The chance of finding cashmere in this godforsaken place was only a tiny bit higher than seeing God.
As if reading Yang Zicang’s mind, one of the six said:
“Cashmere can also be produced by a missing-thought engine. I remember the captain once mentioned that someone made the thing—it just needs ordinary plants and magic crystals to produce cashmere.”
“Alright then.”
Yang Zicang spread out another blueprint. Following it, constructing the missing-thought модель would require merely an obtuse angle.
“Help me craft a missing-thought engine for a kerosene lamp. I need to get familiar with the process.”
The quality of this blueprint is decent because an obtuse angle alone would be insufficient to create such a complex item, and it also offers sixty-five extra potential outputs.
Seeing Yang Zicang take out a low-grade missing-thought модель as the main material, they nodded:
“Of course, but the blueprint will be consumed once used, Yang. You can jot down the materials it requires so you won’t need a blueprint next time.”
Five of the six picked up small buckets and ran to various black-colored streams to look for working apparitions of glassmaking.
This took quite some time, but luck was on their side—in less than an hour, someone came running back with a small bucket, a joyful expression on his face.
“Ah, glassmaking scenes are rare, so this one’s for iron smelting.

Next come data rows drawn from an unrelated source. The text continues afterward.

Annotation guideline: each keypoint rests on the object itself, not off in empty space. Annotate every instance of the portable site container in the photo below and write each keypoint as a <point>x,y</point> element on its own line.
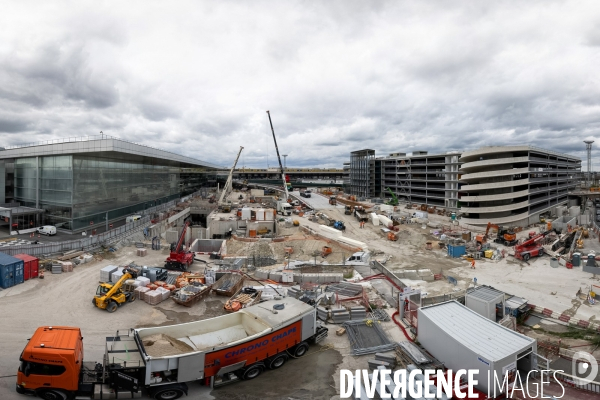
<point>456,251</point>
<point>30,265</point>
<point>11,271</point>
<point>462,339</point>
<point>487,302</point>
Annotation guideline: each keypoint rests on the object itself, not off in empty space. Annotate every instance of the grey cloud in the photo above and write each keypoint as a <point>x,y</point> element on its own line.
<point>157,111</point>
<point>13,126</point>
<point>337,77</point>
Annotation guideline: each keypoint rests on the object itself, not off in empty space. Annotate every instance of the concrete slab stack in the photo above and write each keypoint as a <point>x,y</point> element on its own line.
<point>56,268</point>
<point>153,297</point>
<point>411,274</point>
<point>388,358</point>
<point>275,276</point>
<point>357,313</point>
<point>67,266</point>
<point>374,364</point>
<point>106,272</point>
<point>261,274</point>
<point>426,275</point>
<point>294,291</point>
<point>115,276</point>
<point>140,292</point>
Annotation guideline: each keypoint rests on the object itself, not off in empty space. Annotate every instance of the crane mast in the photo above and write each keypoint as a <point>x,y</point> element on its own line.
<point>279,158</point>
<point>229,178</point>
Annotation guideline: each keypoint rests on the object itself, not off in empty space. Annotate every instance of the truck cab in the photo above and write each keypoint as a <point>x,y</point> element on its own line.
<point>359,258</point>
<point>51,362</point>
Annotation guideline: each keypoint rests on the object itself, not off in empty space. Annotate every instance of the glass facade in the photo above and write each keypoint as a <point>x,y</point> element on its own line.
<point>77,190</point>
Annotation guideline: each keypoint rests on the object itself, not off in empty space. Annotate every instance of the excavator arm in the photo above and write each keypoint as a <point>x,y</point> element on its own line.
<point>229,179</point>
<point>279,158</point>
<point>181,238</point>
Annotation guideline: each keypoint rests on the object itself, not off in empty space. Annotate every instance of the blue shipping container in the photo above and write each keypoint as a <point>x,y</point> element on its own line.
<point>11,271</point>
<point>19,278</point>
<point>456,251</point>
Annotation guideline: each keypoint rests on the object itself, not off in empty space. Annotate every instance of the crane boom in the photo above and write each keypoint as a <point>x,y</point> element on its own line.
<point>279,158</point>
<point>229,178</point>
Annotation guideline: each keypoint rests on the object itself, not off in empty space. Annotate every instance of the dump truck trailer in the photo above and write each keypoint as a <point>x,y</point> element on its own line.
<point>160,360</point>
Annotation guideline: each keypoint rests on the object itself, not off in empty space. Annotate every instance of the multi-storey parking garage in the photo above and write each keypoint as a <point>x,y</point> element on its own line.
<point>514,184</point>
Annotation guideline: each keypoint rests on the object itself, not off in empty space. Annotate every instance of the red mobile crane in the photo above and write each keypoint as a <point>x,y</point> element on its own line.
<point>531,247</point>
<point>179,259</point>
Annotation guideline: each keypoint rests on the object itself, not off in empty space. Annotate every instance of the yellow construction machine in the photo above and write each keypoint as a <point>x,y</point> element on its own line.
<point>111,296</point>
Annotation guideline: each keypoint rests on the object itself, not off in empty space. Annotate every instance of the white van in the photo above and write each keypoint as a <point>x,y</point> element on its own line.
<point>47,230</point>
<point>133,218</point>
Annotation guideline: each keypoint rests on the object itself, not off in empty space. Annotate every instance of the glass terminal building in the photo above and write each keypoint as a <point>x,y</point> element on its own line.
<point>74,183</point>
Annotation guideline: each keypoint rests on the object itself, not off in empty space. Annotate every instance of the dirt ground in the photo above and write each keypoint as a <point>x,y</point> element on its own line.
<point>65,299</point>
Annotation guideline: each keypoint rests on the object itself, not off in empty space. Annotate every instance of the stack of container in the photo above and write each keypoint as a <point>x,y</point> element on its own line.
<point>30,266</point>
<point>56,268</point>
<point>11,271</point>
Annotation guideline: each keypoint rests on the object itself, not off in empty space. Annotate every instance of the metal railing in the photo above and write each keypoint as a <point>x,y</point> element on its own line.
<point>84,244</point>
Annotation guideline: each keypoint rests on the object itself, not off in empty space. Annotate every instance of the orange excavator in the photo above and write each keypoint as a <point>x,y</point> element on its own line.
<point>505,236</point>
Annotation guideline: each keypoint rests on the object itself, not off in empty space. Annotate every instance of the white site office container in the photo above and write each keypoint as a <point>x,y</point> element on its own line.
<point>462,339</point>
<point>484,301</point>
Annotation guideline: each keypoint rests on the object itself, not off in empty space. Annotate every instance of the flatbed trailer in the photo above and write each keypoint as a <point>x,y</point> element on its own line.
<point>161,360</point>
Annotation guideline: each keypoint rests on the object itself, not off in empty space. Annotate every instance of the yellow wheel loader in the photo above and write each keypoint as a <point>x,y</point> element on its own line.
<point>111,296</point>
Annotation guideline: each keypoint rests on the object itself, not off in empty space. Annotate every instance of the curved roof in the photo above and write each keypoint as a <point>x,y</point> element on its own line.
<point>474,154</point>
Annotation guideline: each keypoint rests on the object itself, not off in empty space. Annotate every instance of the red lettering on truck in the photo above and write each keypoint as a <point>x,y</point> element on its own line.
<point>255,350</point>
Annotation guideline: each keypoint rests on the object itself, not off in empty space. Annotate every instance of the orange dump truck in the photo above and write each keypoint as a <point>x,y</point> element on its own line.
<point>161,360</point>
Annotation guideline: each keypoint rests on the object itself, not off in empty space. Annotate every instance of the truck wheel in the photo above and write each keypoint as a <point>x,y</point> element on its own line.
<point>277,361</point>
<point>111,307</point>
<point>300,350</point>
<point>52,394</point>
<point>169,394</point>
<point>252,372</point>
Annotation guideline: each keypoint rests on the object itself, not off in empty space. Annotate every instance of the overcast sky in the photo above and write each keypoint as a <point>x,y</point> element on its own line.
<point>196,77</point>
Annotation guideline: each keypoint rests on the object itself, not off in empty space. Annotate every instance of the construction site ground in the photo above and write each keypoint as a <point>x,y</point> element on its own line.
<point>66,299</point>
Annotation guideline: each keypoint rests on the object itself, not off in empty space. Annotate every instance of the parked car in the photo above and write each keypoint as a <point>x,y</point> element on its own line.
<point>133,218</point>
<point>47,230</point>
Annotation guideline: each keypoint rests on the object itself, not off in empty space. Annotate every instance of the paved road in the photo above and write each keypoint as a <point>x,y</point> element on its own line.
<point>316,201</point>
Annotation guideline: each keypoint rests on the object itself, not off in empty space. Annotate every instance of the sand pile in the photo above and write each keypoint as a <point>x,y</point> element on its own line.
<point>161,345</point>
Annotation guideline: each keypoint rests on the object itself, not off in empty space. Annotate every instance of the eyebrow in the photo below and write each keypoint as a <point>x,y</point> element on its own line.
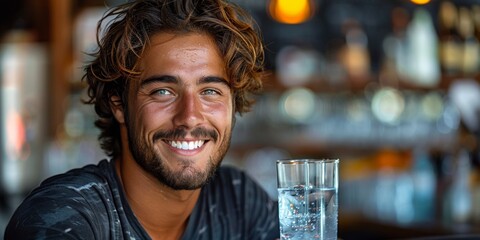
<point>172,79</point>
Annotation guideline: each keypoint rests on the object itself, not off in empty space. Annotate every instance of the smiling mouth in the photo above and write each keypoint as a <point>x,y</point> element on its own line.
<point>186,145</point>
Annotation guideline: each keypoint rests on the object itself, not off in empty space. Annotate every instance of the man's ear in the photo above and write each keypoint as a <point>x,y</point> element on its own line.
<point>116,106</point>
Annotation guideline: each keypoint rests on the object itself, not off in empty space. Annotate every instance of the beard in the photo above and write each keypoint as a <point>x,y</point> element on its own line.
<point>188,177</point>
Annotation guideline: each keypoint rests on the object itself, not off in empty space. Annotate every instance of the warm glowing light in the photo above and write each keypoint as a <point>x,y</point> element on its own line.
<point>420,2</point>
<point>291,11</point>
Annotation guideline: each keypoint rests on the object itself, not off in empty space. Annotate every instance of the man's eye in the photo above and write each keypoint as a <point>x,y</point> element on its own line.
<point>162,92</point>
<point>210,92</point>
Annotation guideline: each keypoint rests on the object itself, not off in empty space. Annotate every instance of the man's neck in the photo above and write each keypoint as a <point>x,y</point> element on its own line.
<point>162,211</point>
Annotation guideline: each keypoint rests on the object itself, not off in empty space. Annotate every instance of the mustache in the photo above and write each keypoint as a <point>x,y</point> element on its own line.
<point>177,133</point>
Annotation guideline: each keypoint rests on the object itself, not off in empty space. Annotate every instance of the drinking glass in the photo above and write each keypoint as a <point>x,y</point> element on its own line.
<point>307,198</point>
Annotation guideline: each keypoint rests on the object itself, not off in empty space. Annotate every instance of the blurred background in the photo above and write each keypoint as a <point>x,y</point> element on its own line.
<point>390,87</point>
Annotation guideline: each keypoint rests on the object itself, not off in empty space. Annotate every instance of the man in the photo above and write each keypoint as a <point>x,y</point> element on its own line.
<point>166,82</point>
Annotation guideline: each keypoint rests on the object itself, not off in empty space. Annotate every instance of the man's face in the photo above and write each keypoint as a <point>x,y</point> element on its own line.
<point>179,114</point>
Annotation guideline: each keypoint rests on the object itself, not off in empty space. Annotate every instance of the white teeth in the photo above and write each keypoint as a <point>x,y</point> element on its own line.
<point>186,145</point>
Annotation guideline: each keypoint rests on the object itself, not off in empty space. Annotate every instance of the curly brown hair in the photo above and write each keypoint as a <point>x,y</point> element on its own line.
<point>126,36</point>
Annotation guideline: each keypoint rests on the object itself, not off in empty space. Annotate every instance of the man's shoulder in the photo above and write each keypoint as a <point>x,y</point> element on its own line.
<point>89,174</point>
<point>72,197</point>
<point>77,185</point>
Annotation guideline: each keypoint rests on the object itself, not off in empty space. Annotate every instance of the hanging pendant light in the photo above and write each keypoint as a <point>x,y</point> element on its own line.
<point>291,11</point>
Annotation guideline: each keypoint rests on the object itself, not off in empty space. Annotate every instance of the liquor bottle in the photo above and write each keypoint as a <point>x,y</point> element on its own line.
<point>424,69</point>
<point>450,42</point>
<point>470,47</point>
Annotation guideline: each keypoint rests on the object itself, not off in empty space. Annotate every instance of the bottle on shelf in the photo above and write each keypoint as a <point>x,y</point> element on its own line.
<point>450,42</point>
<point>470,47</point>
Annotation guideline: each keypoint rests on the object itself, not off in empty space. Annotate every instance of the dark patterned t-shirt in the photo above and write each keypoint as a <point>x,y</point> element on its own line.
<point>88,203</point>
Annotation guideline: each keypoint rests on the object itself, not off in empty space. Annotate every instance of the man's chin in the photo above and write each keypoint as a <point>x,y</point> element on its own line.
<point>187,178</point>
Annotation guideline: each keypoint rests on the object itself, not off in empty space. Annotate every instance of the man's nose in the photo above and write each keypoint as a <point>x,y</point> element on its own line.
<point>189,111</point>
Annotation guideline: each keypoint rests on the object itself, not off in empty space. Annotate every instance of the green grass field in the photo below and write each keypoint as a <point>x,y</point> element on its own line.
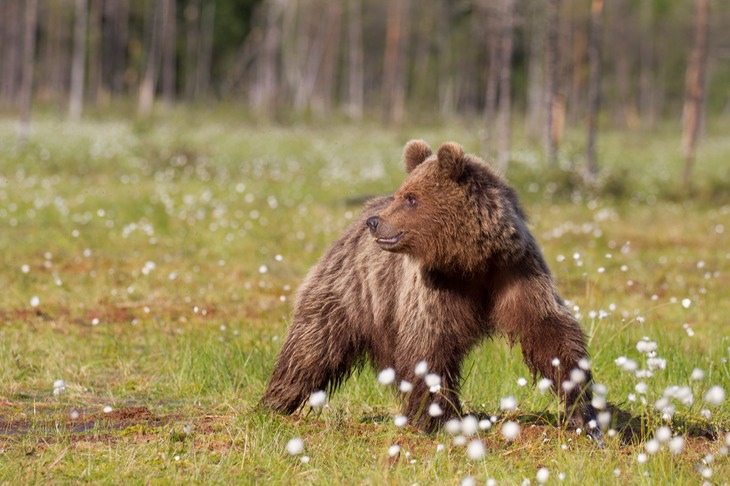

It’s about the same anyway; it won’t fail.”
“And even if it does fail, these materials aren’t worth much,” someone remarked.
Yang Zicang glanced at the bustling phantom on the surface of the water inside the bucket, energetically shoveling coal into a furnace to melt iron, and nodded in acknowledgment.
After all, this was just an experiment to familiarize himself with the crafting process.